Hello,
I'm doing research on improving Tor security via path selection. This work is with Ryan Wails, Aaron Johnson, Prateek Mittal, and Olivier Pereira. In our work, we ran into load-balancing problems that affected our experiments. We identified the problem to originate in the specification and implementation of Proposal 271, "Another algorithm for guard selection", which was implemented in tor-0.3.0.1-alpha ~2 years ago and is thus now in tor stable. In short, Prop 271 causes guards to be selected with probabilities different than their weights due to the way it samples many guards and then chooses primary guards from that sample. We are suggesting a straightforward fix to the problem, which is, roughly speaking, to choose primary guards in the order in which they were sampled. We have created a patch implementing this fix for the case affecting our experiments, which would improve the current situation. We are further suggesting that Tor apply the technique throughout the guard-selection logic.
In more detail, Prop 271 chooses guards via a multi-step process: 1. It chooses 20 distinct guards (and sometimes more) by sampling without replacement with probability proportional to consensus weight. 2. It produces two subsets of the sample: (1) "filtered" guards, which are guards that satisfy various torrc constraints, and (2) "confirmed" guards, which are guards through which a circuit has been constructed. 3. The "primary" guards (i.e. the actual guards used for circuits) are chosen from the confirmed and filtered subsets. I'm ignoring the additional "usable" subsets for clarity. This description is based on Section 4.6 of the specification (https://gitweb.torproject.org/torspec.git/tree/guard-spec.txt).

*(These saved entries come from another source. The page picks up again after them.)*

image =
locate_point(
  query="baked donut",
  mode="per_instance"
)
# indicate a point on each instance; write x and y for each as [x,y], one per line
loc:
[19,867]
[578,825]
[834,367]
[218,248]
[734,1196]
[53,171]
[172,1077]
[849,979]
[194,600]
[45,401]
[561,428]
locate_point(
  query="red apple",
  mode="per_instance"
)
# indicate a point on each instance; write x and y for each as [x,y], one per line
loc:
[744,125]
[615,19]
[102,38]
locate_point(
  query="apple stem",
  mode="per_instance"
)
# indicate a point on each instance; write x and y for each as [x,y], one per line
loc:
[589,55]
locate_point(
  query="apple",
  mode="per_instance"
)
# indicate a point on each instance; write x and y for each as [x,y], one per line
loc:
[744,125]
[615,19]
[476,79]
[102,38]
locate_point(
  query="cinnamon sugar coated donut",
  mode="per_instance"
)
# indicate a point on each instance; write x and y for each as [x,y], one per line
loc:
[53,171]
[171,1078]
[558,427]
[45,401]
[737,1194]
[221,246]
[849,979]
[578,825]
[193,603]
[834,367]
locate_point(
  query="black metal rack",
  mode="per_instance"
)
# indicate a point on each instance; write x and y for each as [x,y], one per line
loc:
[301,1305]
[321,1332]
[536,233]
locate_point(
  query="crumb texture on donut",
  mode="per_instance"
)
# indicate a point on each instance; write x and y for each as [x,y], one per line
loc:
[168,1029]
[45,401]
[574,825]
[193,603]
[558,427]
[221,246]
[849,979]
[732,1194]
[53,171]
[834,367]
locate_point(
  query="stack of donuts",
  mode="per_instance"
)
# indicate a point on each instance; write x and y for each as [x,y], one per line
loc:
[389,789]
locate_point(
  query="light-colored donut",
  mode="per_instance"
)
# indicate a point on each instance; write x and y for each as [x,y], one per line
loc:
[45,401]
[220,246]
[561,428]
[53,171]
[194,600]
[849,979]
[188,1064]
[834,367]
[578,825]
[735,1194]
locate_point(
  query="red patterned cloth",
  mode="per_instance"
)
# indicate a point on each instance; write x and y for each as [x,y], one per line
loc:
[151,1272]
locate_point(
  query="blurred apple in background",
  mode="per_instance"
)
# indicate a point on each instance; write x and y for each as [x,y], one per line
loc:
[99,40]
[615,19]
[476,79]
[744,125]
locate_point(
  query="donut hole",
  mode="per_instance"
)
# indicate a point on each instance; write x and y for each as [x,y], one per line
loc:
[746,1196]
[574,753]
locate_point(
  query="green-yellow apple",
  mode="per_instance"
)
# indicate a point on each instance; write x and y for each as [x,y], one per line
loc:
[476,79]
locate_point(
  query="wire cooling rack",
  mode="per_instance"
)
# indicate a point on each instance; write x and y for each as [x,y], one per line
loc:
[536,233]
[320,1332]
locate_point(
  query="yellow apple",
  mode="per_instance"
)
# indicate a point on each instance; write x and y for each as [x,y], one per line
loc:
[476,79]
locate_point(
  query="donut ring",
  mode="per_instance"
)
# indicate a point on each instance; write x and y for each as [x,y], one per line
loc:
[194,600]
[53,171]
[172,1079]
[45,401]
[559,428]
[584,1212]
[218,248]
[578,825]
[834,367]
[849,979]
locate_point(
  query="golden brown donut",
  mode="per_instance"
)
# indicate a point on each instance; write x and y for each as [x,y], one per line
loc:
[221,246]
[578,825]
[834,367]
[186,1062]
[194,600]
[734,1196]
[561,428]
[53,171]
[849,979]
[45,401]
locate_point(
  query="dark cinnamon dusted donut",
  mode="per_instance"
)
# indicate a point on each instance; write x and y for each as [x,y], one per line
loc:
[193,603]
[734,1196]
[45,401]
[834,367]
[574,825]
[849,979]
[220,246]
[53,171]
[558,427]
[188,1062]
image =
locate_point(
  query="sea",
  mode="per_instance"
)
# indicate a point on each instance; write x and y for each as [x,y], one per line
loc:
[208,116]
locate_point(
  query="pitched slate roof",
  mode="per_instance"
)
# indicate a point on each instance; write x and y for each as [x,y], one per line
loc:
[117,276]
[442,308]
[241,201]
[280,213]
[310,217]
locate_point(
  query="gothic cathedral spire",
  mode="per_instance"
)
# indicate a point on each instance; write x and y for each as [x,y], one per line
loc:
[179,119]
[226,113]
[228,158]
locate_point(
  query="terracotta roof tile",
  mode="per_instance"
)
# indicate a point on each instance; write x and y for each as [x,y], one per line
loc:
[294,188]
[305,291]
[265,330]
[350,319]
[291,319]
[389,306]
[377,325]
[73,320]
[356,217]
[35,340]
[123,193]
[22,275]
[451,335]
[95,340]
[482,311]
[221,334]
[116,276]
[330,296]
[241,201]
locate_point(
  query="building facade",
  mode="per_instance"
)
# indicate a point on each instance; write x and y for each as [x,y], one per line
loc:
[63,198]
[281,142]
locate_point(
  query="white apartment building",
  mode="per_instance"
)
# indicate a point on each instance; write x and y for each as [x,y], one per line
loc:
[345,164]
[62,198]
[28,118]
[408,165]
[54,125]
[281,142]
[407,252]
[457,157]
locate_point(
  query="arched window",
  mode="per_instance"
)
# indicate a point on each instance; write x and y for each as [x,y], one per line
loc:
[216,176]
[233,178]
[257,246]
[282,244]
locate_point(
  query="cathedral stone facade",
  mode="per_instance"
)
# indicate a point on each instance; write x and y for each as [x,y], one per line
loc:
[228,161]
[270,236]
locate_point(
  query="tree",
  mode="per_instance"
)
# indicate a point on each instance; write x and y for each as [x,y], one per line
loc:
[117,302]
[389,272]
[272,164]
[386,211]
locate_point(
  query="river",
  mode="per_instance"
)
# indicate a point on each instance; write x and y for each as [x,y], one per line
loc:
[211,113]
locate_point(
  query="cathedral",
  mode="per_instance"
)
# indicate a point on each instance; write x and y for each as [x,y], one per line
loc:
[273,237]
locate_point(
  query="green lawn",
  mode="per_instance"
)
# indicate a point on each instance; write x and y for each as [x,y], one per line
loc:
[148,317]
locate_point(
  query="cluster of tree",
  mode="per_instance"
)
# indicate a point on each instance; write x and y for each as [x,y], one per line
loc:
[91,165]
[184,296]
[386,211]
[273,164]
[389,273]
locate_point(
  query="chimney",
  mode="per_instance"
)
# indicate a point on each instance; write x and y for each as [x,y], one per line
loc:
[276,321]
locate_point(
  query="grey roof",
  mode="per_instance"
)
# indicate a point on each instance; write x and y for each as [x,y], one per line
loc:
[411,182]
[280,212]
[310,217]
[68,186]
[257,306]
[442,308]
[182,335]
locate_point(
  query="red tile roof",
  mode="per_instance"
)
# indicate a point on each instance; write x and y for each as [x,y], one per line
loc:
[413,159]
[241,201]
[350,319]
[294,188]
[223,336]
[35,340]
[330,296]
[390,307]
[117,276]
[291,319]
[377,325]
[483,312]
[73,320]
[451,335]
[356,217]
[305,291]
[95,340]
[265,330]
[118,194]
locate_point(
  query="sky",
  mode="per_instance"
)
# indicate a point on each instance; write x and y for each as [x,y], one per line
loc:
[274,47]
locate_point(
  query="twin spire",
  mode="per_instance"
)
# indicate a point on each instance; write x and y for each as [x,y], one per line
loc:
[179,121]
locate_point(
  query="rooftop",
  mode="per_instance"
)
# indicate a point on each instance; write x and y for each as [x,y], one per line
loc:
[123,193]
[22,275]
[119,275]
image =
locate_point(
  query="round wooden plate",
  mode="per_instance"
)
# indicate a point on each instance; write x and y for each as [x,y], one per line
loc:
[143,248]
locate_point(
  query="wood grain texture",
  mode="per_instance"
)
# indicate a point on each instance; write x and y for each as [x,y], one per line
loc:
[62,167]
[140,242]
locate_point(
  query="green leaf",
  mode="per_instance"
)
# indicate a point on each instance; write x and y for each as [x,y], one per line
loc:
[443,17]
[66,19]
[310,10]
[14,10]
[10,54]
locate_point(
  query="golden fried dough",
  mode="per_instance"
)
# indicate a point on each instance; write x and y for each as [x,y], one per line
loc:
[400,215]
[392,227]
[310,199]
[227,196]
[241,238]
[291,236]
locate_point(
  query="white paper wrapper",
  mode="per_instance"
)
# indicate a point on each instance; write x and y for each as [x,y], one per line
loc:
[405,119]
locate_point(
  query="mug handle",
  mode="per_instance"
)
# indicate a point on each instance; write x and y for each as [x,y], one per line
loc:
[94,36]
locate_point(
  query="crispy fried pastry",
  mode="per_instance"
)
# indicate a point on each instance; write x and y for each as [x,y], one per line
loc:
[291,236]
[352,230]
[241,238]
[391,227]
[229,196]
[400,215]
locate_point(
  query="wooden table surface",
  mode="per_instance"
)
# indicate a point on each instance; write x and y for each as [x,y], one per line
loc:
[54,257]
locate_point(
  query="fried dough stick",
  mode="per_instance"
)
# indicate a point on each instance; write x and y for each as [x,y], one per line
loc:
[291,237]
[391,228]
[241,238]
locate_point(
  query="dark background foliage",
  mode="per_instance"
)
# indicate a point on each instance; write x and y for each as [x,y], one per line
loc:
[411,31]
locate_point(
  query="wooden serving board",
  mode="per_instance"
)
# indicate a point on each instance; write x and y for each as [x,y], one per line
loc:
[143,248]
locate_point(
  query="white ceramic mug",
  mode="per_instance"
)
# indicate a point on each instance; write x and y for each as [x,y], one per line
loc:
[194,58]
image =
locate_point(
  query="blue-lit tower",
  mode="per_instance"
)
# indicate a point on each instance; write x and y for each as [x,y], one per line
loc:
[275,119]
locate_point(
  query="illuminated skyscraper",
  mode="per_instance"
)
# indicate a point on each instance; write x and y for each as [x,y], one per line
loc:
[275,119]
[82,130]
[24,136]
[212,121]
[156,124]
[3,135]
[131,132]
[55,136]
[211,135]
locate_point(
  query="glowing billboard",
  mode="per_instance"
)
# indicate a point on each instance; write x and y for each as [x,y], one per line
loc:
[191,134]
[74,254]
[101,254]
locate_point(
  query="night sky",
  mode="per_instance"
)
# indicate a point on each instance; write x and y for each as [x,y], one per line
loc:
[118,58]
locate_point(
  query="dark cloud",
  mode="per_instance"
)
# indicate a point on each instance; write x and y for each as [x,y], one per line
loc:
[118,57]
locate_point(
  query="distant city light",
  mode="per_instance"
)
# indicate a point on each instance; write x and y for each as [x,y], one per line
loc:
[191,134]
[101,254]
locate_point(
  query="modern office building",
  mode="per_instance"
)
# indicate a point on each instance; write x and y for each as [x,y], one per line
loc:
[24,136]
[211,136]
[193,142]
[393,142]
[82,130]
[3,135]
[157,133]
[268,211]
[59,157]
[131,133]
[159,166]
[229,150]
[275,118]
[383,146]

The primary guards are selected uniformly at random from the filtered guards when no confirmed guards exist. No confirmed guards appear to exist until some primary guards have been selected, and so when Tor is started the first time the primary guards always come only from the filtered set. The uniformly-random selection causes a bias in primary-guard selection away from consensus weights and towards a more uniform selection of guards. As just an example of the problem, if there were only 20 guards in the network, the sampled set would be all guards and primary guard selection would be entirely uniformly random, ignoring weights entirely. This bias is worse the larger the sampled set is relative to the entire set of guards, and it has a significant effect on Tor simulations, which are typically on smaller networks. We believe that this issue has only a limited effect on Tor currently due to the relatively large number of guards.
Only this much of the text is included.